Working in conjunction with that philosophy are teaching methods that pave the way for learning in the classroom. Individual teachers have their own methods and these are often grounded in that individual educator's philosophy of education. For example, what is more important at the end of a chapter: the test score or the process of learning that occurred throughout the week spent on that chapter? Is learning about the right answer or is it about knowing how to find the answer? Perhaps a healthy response would be `both'. Still, the method determines how time for classroom instruction is spent and upon what it is spent. Interactive lessons, dialogue, integrated computer technology, and even integrated subject matter all lean toward a method that emphasizes process over test. An atmosphere that is more controlled and more rooted in desk-work and worksheets would tend to indicate that the method is focused upon test results.

For decades, scientists have been trying to understand how people learn. Recent studies clearly show that learning is varied. In an effort to systemise and categorise their findings, education specialists categorise the types of learners into three groups: visual learners, auditory learners and kinesthetic/tactile learners.

For a bite-sized, concise definition, the following will serve as a guide towards understanding those types of learning.
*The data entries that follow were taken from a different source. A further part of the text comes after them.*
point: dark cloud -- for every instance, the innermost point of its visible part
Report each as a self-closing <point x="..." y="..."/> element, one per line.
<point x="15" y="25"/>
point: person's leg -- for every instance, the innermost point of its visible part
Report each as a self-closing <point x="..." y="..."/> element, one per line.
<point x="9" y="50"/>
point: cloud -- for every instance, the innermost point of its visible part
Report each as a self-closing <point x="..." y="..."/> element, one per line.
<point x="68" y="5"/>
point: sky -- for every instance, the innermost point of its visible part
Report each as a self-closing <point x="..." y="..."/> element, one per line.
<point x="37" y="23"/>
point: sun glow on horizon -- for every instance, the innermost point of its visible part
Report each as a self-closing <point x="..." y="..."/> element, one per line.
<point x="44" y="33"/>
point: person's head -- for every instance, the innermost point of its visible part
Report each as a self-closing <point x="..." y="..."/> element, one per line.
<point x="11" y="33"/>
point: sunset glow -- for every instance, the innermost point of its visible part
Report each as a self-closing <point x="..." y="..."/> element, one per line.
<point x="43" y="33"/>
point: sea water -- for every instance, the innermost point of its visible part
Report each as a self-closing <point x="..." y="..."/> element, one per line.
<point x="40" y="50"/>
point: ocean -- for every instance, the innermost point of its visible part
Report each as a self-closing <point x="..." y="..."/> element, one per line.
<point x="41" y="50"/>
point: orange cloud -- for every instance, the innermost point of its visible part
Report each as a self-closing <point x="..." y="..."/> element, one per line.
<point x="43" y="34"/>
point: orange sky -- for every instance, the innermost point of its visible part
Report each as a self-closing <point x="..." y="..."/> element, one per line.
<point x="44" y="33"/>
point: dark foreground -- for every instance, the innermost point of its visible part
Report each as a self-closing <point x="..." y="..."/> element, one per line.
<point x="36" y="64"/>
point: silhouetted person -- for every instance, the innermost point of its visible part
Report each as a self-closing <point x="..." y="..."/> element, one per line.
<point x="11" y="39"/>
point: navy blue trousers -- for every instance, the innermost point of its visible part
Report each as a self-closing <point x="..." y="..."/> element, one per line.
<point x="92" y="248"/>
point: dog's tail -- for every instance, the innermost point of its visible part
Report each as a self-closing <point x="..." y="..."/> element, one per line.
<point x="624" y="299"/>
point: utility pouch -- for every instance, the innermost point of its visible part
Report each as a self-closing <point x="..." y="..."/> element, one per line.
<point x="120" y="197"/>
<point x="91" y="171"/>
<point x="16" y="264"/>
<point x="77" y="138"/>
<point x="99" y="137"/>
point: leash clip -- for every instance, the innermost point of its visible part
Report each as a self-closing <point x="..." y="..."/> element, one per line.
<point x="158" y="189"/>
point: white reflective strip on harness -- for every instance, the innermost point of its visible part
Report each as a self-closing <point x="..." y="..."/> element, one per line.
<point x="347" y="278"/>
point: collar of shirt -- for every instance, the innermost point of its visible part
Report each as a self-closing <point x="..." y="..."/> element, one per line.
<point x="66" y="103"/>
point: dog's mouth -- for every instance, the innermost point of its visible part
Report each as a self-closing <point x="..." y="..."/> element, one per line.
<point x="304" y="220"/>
Visual learners need to see the data. They will do best in a classroom where the teacher puts a lot on the board. They might benefit from reading a chapter to gather and assimilate information. An auditory learner remembers what he or she hears. The lecturer spouts the information and simply by hearing that information, the auditory learner has stored and processed it. Kinesthetic/tactile learners need to interact with the information by moving, doing and touching. They benefit most from a class project that allows them to take the letters of a word and lay them out on the table to produce a correct spelling, for example. Most people are a combination, but it is equally true that in most learners, one style dominates. For more information on learning styles: www.ldpride.net/learningstyles.MI.htm or www.chaminade.org/inspire/learnstl.htm.

Equally interesting is that teachers tend to teach according to their preferred style of learning. Therefore, a auditory learner generally approaches the teaching task with an auditory set of tasks. A successful teacher will plan the lesson in a way that presents the information in a way that is accessible to all three categories of learners. The best lesson plan will be a combination of auditory, visual and kinesthetic/tactile tasks that lead to a lesson objective.

There are many facets and factors to learning and these facets and factors are influenced by a varied set of circumstances: the social, the economic and the emotional, to name just a few. All of these influence a child's ability and willingness to learn.

According to Amnesty International, learning is a human right. This is a strong statement, which brings a flood of questions. Many people assume that teaching is simply a matter of opening a textbook and maintaining control in the classroom. The process is so much more complicated than most people recognise. Parents who understand this fundamental reality are one step closer to helping their child grab hold of success. A wise parent does his or her homework when it comes to making choices with regard to education for his or her blossoming mathematician or politician.